To better calculate the odds of the extra outflow from Ethereum, we must analyze the type of transactions happening. For example, stablecoins have lesser incentives to withhold during network constraints. Switching networks on DeFi apps like Maker and Compound appear less obvious. Other smart contract platforms have disadvantages and a smaller ecosystem. According to Data given by Etherscan, there has been a growing use of DeFi (Decentralized Finance) apps on the network. The question is how sustainable are the numbers mentioned considering the current transaction rates? According to data from DefiPulse, the total value of DeFi grew impressively by five-fold in the last 90 days. Despite been astounding, the question is how many of these transactions are related to the high rate?

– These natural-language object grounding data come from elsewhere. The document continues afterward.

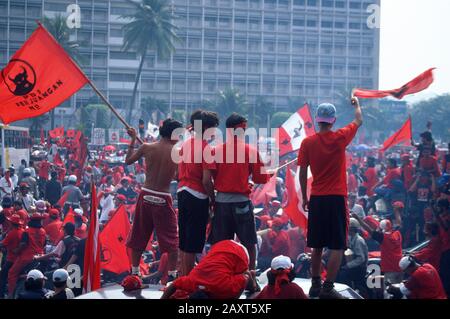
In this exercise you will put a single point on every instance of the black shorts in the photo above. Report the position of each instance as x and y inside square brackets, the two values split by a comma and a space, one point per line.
[234, 218]
[328, 222]
[193, 214]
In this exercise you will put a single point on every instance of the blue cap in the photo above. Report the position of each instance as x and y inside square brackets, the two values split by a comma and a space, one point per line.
[326, 113]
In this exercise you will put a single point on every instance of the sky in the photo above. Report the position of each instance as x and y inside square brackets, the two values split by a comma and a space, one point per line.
[415, 35]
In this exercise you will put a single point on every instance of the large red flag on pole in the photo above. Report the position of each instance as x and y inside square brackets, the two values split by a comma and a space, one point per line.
[294, 130]
[39, 77]
[113, 237]
[416, 85]
[403, 135]
[91, 275]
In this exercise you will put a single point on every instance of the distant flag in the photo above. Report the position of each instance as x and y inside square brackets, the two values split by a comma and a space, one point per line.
[416, 85]
[294, 130]
[113, 238]
[91, 275]
[39, 77]
[262, 194]
[42, 136]
[403, 135]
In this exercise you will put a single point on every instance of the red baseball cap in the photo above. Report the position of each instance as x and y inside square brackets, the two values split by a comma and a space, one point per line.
[132, 282]
[15, 219]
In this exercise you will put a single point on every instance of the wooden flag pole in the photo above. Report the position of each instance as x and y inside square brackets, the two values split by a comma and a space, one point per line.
[105, 100]
[100, 94]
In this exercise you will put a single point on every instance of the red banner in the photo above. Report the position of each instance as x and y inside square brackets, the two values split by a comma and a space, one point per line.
[416, 85]
[39, 77]
[403, 135]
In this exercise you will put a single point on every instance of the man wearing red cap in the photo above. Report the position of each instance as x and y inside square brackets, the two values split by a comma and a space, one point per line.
[222, 274]
[390, 241]
[54, 229]
[32, 243]
[11, 242]
[324, 154]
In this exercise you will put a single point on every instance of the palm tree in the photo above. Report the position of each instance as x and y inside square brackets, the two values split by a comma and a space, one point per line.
[150, 28]
[58, 28]
[154, 109]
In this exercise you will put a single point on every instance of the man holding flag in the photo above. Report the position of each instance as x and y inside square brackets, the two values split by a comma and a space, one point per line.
[324, 154]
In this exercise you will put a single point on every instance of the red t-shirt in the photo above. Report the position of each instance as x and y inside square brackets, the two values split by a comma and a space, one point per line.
[288, 291]
[36, 242]
[432, 253]
[371, 180]
[425, 283]
[231, 175]
[391, 252]
[43, 169]
[190, 168]
[325, 154]
[392, 174]
[55, 231]
[81, 232]
[11, 242]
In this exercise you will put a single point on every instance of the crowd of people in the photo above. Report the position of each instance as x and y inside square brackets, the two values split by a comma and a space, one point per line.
[195, 222]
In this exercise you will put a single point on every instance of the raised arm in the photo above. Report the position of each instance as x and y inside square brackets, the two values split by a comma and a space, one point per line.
[358, 114]
[133, 156]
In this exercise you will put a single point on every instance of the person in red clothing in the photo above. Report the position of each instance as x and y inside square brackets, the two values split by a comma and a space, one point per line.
[328, 214]
[11, 243]
[222, 274]
[193, 198]
[408, 171]
[54, 229]
[432, 252]
[429, 163]
[32, 243]
[280, 285]
[370, 176]
[81, 229]
[235, 161]
[390, 247]
[423, 282]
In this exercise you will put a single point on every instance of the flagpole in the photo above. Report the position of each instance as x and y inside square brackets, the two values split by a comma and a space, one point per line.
[105, 100]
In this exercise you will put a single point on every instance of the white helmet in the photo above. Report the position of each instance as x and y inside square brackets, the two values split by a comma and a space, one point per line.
[72, 179]
[406, 262]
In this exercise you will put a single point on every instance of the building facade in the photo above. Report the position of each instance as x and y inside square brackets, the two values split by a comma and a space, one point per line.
[309, 50]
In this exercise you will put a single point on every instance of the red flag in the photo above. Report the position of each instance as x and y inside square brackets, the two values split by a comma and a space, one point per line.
[70, 217]
[264, 193]
[294, 130]
[42, 136]
[403, 135]
[113, 238]
[294, 206]
[70, 133]
[63, 199]
[56, 132]
[57, 160]
[416, 85]
[91, 275]
[39, 77]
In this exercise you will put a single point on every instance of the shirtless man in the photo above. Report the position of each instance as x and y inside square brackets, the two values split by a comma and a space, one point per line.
[154, 209]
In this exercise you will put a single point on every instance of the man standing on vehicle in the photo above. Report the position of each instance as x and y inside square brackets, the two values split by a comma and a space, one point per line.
[328, 217]
[154, 210]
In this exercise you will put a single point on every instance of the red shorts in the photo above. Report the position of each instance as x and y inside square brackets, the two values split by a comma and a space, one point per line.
[154, 211]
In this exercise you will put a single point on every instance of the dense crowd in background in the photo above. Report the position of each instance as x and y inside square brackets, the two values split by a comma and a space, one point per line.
[397, 200]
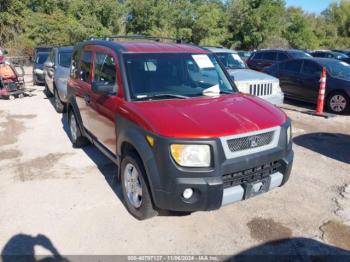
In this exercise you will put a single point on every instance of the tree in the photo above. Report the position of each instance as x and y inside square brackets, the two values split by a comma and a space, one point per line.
[251, 22]
[299, 31]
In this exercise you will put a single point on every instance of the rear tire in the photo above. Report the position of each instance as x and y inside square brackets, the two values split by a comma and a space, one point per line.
[58, 104]
[77, 139]
[338, 103]
[135, 189]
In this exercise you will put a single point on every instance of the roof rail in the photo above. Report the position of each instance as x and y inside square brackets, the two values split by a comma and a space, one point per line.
[139, 37]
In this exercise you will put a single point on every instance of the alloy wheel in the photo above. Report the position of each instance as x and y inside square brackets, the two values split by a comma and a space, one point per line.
[133, 187]
[338, 103]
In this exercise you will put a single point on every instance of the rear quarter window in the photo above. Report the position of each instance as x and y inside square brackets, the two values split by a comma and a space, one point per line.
[270, 56]
[85, 66]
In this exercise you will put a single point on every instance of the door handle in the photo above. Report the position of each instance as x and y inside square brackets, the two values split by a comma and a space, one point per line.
[87, 99]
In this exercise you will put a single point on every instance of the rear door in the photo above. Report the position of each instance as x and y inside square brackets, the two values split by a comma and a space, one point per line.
[310, 77]
[289, 75]
[49, 70]
[103, 107]
[82, 86]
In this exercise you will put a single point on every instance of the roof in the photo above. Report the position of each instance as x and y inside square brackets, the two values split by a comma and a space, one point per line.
[65, 48]
[146, 47]
[220, 50]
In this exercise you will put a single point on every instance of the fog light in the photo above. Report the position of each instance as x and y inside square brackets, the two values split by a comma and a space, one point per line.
[188, 193]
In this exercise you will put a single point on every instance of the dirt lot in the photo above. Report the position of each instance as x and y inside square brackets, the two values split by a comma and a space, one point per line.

Not All Smart Contracts Can Thrive With the Current Fee Rise
The above analysis is a positive indicator that despite the recent increase in transaction fees on the Ethereum network, some oracle and DeFi apps will have the capacity to withstand it momentarily. The network’s rising transaction rates have been facilitating second layer solution developments on several DeFi apps. Even though the overall impact that it has on Ethereum may appear positive, it might still prevent the migration of apps to competing networks. This certainly doesn’t paint a good picture for everyone (including investors and the public). No wonder the Ethereum 2.0 solution (that has been in the development phase) is now under immense pressure more than ever to deliver. The solution must now provide a network that can better address the growing demand in stablecoins, decentralized exchanges, oracles, and DeFi.